Das Thema der „Berührbarkeit“ hat mich frisch angetippt und es fühlt sich so an, als ob ich, zumindest was diese Materie angeht, mehr als eine Umrundung um die Sonne vollzogen habe. Nun finde ich mich auf einer anderen Ebene der Spirale wieder, bereit für die nächste Begegnung mit diesem zutiefst menschlichen Thema.

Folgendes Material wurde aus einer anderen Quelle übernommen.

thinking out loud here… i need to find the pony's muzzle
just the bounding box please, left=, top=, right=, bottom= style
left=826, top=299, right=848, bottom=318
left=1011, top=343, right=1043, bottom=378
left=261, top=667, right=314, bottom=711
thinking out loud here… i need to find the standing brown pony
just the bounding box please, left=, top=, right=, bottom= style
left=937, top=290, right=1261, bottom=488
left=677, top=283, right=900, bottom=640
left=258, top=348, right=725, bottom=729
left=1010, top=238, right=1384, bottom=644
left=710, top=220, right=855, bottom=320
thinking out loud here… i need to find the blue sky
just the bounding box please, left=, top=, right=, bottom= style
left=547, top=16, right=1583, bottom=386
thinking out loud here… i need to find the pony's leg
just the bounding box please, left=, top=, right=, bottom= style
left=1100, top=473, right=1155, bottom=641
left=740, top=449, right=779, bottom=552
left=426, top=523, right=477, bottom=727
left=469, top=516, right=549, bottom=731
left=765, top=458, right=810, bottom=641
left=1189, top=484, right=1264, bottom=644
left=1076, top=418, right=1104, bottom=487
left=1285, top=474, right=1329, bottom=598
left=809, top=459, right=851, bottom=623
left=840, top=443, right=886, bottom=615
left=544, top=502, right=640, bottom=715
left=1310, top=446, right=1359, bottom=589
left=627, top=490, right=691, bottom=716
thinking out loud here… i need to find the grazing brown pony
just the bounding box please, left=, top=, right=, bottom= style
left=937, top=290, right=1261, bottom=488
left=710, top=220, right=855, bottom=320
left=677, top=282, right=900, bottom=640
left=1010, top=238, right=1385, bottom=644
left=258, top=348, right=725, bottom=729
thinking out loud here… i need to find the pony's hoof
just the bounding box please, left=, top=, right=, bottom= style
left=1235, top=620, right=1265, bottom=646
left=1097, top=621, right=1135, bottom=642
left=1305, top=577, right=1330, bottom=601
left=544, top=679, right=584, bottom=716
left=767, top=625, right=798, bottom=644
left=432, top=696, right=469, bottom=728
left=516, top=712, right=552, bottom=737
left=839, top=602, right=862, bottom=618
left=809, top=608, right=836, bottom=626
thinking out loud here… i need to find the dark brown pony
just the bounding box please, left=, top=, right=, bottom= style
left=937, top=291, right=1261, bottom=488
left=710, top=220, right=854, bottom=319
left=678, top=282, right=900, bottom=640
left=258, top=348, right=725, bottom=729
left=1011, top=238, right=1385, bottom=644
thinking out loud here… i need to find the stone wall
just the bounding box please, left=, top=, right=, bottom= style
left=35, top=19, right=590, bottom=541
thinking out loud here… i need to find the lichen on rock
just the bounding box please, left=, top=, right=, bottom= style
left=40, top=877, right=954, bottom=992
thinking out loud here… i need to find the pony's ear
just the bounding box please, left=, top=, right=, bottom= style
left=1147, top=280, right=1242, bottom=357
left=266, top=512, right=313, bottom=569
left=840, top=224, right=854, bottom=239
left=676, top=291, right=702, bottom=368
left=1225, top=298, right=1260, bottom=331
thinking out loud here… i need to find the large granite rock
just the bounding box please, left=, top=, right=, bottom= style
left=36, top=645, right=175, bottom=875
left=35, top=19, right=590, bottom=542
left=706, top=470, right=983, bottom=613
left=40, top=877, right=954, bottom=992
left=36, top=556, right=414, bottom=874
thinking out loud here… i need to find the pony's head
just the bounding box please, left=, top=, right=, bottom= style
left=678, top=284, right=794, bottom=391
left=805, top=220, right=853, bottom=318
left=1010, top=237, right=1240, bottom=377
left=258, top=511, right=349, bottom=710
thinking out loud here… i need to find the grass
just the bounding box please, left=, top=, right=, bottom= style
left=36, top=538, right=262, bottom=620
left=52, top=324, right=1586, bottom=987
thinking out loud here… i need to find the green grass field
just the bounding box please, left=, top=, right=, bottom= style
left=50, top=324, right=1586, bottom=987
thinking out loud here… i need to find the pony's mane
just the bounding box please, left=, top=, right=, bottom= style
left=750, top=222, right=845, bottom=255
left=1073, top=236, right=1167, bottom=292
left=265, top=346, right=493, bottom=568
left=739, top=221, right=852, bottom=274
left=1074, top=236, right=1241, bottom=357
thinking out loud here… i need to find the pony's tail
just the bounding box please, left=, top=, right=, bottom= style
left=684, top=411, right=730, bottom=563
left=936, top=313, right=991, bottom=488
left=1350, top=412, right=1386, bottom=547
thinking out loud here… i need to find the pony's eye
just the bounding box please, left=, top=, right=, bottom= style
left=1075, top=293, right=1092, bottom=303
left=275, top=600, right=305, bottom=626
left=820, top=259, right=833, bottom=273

Ich möchte die Art und Weise kennen, mit der ich versuche dem Leben auszuweichen, wenn es scheinbar zu viel ist. Und ich wünsche mir in meiner Kraft zu sein, ganz gleich wie wild, wie langweilig oder wie schön das Leben sich zeigt. Ich möchte meine Angst vor Menschen nutzen, um zu spüren, wie leicht der nähere Kontakt mit einem anderen Mensch eine hohe Emotionalität in mir berührt. Die emotionale Energie, die ich in der Interaktion wahrnehme, fühlt sich sehr stark an und ich bemerke wie ich versuche der Nähe auszuweichen, um mit der Intensität umzugehen. Das „Warum“ lässt sich sehr oft in frühen Erfahrungen verorten, an denen man lange verweilen könnte. Ich habe inzwischen jedoch den Eindruck, die kindlichen Settings und Events wollen uns nicht ärgern. Vielmehr sorgen sie gründlich dafür, dass sich genau die Themen gut einprägen, die ein Mensch in diesem Leben angehen will. Andernfalls wären diese eventuell schnell vergessen.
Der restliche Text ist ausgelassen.